Biodegradation of DDT and DDE

Abstract

Soil borne DDT residues contaminate New Zealand milk and meat products imposing a serious threat of export restrictions on these goods. Various approaches to rapidly reduce DDT and DDE contamination in soil were investigated. It also was intended to design a bioassay to measure bioavailability of DDT residues.

Supplementing a Waimakiriri sandy loam and a Tempelton silt loam, which were contaminated with DDT residues, with 18 different organic amendments resulted in high reduction of DDT (up to 100%) in both soils. Soils were kept in the dark at 25°C for a period of 98 days. DDT primarily was converted to DDD which was subjected to further degradation in the Waimakiriri sandy loam only.

The amount of DDE did not decline in the Tempelton silt loam, but in the Waimakiriri sandy loam 25% and 27% of initial DDE disappeared over 98 days in soil enriched with saw dust + glucose and wheat straw + glucose, respectively.

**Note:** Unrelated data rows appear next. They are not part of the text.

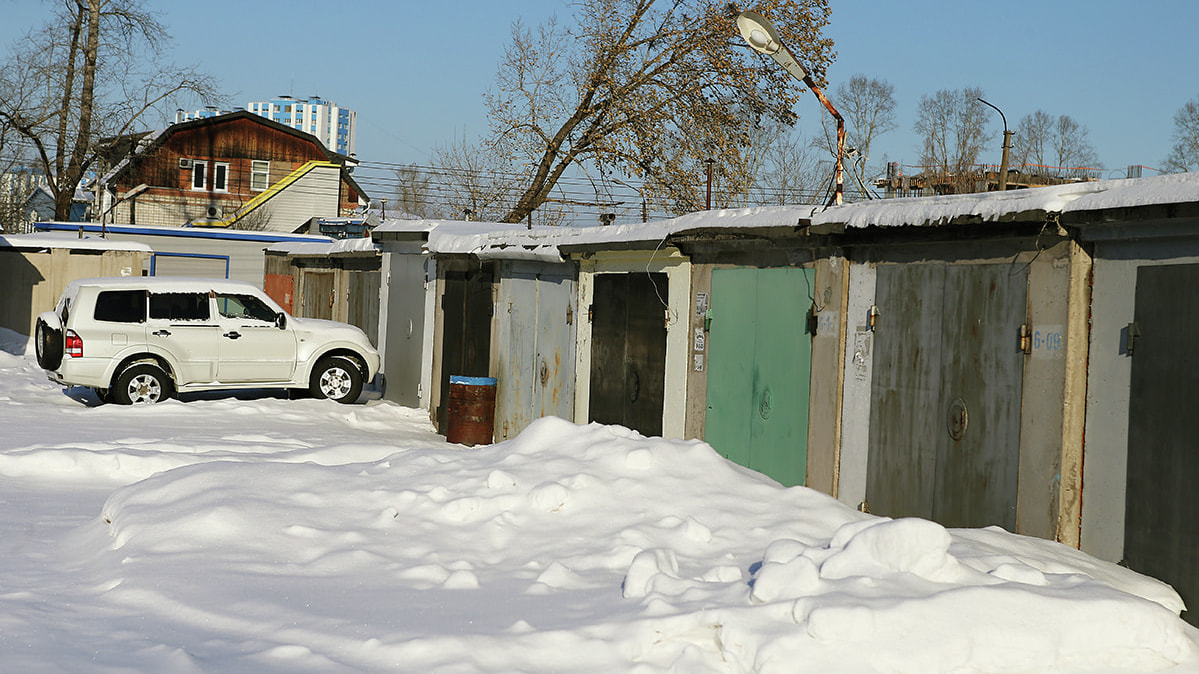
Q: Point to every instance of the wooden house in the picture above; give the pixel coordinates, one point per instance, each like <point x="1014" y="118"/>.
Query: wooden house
<point x="235" y="170"/>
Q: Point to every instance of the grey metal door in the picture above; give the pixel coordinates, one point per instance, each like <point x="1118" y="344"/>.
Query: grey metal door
<point x="362" y="305"/>
<point x="467" y="322"/>
<point x="628" y="348"/>
<point x="318" y="294"/>
<point x="540" y="351"/>
<point x="407" y="280"/>
<point x="945" y="413"/>
<point x="1161" y="510"/>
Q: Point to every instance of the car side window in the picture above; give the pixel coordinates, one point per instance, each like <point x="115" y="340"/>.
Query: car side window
<point x="179" y="306"/>
<point x="245" y="306"/>
<point x="121" y="306"/>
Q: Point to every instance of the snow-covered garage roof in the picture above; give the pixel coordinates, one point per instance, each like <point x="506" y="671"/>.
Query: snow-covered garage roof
<point x="516" y="241"/>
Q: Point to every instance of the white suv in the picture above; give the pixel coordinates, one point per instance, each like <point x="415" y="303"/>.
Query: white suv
<point x="140" y="339"/>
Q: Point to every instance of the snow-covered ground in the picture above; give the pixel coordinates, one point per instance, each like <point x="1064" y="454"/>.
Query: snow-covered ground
<point x="227" y="535"/>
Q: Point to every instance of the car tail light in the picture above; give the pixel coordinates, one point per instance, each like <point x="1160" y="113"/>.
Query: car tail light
<point x="73" y="344"/>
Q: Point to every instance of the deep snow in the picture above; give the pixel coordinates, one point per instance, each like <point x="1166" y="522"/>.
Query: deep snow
<point x="228" y="535"/>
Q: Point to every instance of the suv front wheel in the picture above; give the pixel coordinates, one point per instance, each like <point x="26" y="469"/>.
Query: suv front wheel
<point x="336" y="378"/>
<point x="142" y="383"/>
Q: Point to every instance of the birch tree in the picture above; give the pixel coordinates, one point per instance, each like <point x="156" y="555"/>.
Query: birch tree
<point x="649" y="89"/>
<point x="952" y="126"/>
<point x="1185" y="152"/>
<point x="1054" y="144"/>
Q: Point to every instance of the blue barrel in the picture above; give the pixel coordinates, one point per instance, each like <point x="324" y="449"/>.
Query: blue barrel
<point x="470" y="410"/>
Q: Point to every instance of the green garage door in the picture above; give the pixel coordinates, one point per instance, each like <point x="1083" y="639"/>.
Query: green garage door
<point x="759" y="369"/>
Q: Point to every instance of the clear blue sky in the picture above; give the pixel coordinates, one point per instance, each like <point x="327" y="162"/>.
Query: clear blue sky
<point x="416" y="72"/>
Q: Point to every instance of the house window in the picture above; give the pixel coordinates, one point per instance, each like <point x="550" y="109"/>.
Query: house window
<point x="259" y="175"/>
<point x="199" y="175"/>
<point x="220" y="178"/>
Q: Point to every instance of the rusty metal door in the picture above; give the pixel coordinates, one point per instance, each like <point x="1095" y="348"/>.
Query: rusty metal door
<point x="318" y="294"/>
<point x="538" y="354"/>
<point x="467" y="310"/>
<point x="1161" y="509"/>
<point x="945" y="409"/>
<point x="628" y="348"/>
<point x="760" y="368"/>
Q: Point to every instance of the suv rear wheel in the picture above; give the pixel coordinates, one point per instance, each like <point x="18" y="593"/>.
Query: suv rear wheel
<point x="336" y="378"/>
<point x="48" y="343"/>
<point x="142" y="383"/>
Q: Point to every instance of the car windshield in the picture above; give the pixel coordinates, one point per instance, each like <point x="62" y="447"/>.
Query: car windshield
<point x="245" y="306"/>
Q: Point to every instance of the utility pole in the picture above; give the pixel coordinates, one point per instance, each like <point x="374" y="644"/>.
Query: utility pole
<point x="708" y="204"/>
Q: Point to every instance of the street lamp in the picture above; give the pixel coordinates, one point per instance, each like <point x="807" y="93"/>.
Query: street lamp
<point x="764" y="38"/>
<point x="1007" y="145"/>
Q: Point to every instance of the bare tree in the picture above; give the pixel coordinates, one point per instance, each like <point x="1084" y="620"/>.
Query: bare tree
<point x="1059" y="145"/>
<point x="1185" y="152"/>
<point x="952" y="126"/>
<point x="94" y="71"/>
<point x="473" y="179"/>
<point x="793" y="172"/>
<point x="650" y="89"/>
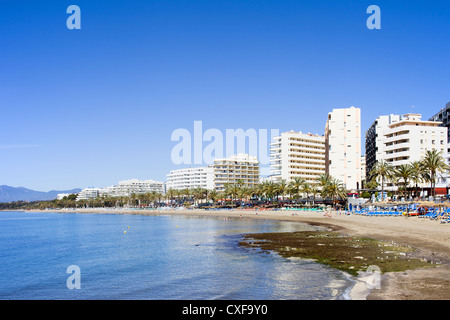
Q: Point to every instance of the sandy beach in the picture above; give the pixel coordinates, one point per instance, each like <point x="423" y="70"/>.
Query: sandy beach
<point x="430" y="238"/>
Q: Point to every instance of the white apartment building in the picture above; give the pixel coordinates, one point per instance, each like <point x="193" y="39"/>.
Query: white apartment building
<point x="124" y="188"/>
<point x="296" y="154"/>
<point x="89" y="193"/>
<point x="343" y="146"/>
<point x="128" y="187"/>
<point x="237" y="167"/>
<point x="375" y="138"/>
<point x="408" y="140"/>
<point x="61" y="196"/>
<point x="201" y="177"/>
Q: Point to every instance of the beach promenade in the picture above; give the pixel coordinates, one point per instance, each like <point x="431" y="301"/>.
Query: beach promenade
<point x="430" y="238"/>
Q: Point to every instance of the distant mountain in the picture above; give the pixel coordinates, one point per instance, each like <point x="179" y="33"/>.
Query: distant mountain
<point x="8" y="194"/>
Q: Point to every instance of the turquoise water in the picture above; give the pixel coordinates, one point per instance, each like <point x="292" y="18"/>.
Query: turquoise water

An unsterilized Taitapu silt loam, which was amended with a range of wheat straw concentrations, was inoculated with DDT or DDE and a spore suspension of the American white rot fungus Phanerochaete chrysosporium. Up to 80% of DDT and 45% of DDE dissappeared from' the soil during the incubation period of 98 days at 30°C in the dark. In soil enriched with spores of P. chrysosporium significantly more DDT and DDE declined during incubation than in soil without the fungus.

Whether in absence or presence of P. chrysosporium DDT decreased linearly with respect to the amount of straw present. DDE decline occurred under the presence of straw only, and if the straw concentration was ≥5% the concentration of DDE decreased first order with respect to the amount of straw amended. DDE decline was further significantly influenced by moisture level of the soil-straw matrix. More DDE was degraded at a WHC of 60% than at a WHC of 30%.

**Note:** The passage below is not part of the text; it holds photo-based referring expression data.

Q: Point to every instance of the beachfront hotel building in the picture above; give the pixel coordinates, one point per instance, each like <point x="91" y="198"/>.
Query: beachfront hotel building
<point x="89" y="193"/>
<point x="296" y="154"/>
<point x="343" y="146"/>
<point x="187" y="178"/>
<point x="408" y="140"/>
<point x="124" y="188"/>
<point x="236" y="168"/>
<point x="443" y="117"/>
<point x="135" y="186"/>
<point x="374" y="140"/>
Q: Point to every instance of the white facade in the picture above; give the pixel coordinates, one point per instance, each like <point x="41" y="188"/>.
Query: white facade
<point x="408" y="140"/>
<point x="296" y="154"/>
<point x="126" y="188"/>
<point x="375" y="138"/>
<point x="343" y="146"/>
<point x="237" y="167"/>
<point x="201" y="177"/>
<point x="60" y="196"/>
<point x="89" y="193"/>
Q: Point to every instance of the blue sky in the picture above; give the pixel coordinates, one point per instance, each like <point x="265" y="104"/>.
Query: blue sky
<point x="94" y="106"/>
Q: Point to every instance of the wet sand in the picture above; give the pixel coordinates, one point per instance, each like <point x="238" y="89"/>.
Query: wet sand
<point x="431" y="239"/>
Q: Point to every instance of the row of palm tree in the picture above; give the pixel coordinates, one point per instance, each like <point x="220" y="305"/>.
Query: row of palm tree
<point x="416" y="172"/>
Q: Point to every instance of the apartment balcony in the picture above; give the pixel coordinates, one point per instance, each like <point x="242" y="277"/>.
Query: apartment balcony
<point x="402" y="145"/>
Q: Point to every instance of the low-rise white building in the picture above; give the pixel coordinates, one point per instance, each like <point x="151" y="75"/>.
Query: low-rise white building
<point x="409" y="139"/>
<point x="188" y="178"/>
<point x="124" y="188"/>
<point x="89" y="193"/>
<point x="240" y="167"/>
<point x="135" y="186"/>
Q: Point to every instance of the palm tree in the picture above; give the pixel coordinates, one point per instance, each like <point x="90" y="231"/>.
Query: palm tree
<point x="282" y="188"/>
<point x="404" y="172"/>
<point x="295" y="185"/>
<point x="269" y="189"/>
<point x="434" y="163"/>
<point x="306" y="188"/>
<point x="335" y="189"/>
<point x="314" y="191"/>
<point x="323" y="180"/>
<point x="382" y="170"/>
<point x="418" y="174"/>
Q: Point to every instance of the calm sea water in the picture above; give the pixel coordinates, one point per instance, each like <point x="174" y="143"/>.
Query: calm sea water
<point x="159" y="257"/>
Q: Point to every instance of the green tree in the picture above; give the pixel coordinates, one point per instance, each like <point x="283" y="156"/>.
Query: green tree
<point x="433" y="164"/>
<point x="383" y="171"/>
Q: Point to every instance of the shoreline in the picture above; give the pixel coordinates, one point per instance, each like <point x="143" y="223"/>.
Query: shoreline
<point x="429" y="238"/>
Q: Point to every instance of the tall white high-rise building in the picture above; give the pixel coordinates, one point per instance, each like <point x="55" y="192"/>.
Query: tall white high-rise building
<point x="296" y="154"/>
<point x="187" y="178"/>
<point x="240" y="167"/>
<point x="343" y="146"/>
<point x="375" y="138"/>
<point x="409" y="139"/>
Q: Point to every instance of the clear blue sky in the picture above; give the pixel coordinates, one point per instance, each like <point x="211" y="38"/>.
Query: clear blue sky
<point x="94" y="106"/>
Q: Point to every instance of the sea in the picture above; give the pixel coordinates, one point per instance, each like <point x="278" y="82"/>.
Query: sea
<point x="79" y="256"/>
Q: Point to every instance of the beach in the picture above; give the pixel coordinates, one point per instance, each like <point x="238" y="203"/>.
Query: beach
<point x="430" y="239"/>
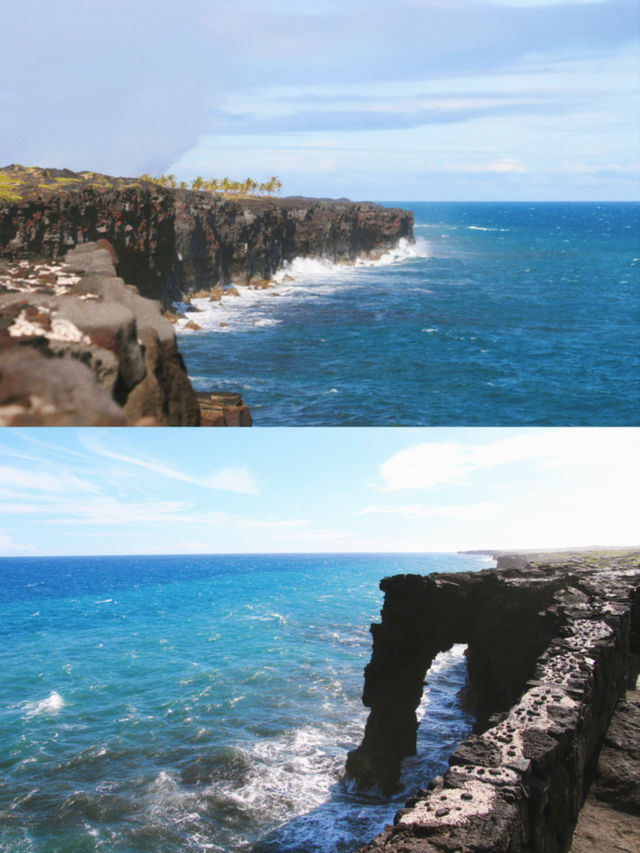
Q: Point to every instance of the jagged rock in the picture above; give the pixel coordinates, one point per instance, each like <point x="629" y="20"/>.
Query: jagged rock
<point x="175" y="242"/>
<point x="548" y="658"/>
<point x="87" y="348"/>
<point x="223" y="409"/>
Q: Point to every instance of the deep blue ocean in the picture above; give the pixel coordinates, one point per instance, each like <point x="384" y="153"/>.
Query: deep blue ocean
<point x="199" y="703"/>
<point x="502" y="314"/>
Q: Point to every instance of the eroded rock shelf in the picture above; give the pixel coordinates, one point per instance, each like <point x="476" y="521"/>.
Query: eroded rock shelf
<point x="549" y="651"/>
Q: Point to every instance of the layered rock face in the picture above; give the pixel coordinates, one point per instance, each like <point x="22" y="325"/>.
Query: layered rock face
<point x="79" y="346"/>
<point x="174" y="242"/>
<point x="548" y="659"/>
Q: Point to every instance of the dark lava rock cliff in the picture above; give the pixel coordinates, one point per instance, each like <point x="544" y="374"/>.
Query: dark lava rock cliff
<point x="550" y="646"/>
<point x="78" y="346"/>
<point x="173" y="242"/>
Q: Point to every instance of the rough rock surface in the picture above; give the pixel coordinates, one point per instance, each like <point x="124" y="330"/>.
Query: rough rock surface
<point x="79" y="346"/>
<point x="610" y="817"/>
<point x="223" y="409"/>
<point x="548" y="658"/>
<point x="174" y="242"/>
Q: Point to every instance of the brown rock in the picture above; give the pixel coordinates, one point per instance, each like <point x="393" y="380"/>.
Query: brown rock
<point x="223" y="409"/>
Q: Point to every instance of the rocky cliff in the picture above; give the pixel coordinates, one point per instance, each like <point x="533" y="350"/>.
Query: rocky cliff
<point x="549" y="646"/>
<point x="78" y="346"/>
<point x="173" y="242"/>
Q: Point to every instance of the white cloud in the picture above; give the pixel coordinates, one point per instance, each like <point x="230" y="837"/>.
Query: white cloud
<point x="40" y="481"/>
<point x="9" y="547"/>
<point x="426" y="465"/>
<point x="461" y="512"/>
<point x="231" y="480"/>
<point x="227" y="479"/>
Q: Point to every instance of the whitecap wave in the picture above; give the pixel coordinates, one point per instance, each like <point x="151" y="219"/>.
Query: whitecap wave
<point x="51" y="705"/>
<point x="257" y="309"/>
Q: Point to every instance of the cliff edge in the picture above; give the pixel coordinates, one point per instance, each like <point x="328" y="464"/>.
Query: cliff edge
<point x="173" y="242"/>
<point x="549" y="651"/>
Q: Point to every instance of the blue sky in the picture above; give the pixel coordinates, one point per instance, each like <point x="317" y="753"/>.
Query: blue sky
<point x="411" y="100"/>
<point x="88" y="491"/>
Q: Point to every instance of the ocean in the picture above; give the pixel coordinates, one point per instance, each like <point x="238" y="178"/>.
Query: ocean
<point x="507" y="314"/>
<point x="192" y="703"/>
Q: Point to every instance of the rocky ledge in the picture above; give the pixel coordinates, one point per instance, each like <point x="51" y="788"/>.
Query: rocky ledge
<point x="549" y="654"/>
<point x="173" y="242"/>
<point x="78" y="346"/>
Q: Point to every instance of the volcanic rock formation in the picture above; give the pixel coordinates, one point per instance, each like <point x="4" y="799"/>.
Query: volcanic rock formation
<point x="548" y="656"/>
<point x="79" y="346"/>
<point x="172" y="242"/>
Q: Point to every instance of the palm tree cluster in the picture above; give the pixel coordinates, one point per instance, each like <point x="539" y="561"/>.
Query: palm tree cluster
<point x="220" y="186"/>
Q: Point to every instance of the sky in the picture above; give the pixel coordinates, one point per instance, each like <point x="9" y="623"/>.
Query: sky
<point x="84" y="491"/>
<point x="450" y="100"/>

Nutrient nitrogen deficient medium, which was supplemented with DDT or DDE, was inoculated with mycelial plugs of P. chrysoporium or P. cordylines, a white rot fungus native to New Zealand. Significantly more DDT and DDE decreased in liquid medium containing P. cordy lines than in medium inoculated with P. chrysosporium. In flasks containing the New Zealand fungus approximately 90% of initial DDT and 45% of initial DDE decreased during 35 days of incubation in the dark at 30°C.

The bioavailability of DDT, DDD and DDE was measured using Spirodela oligorrhiza plants as a test organism. It was found that the plants were not sensitive enough to detect DDT residues at a level they occur in nature.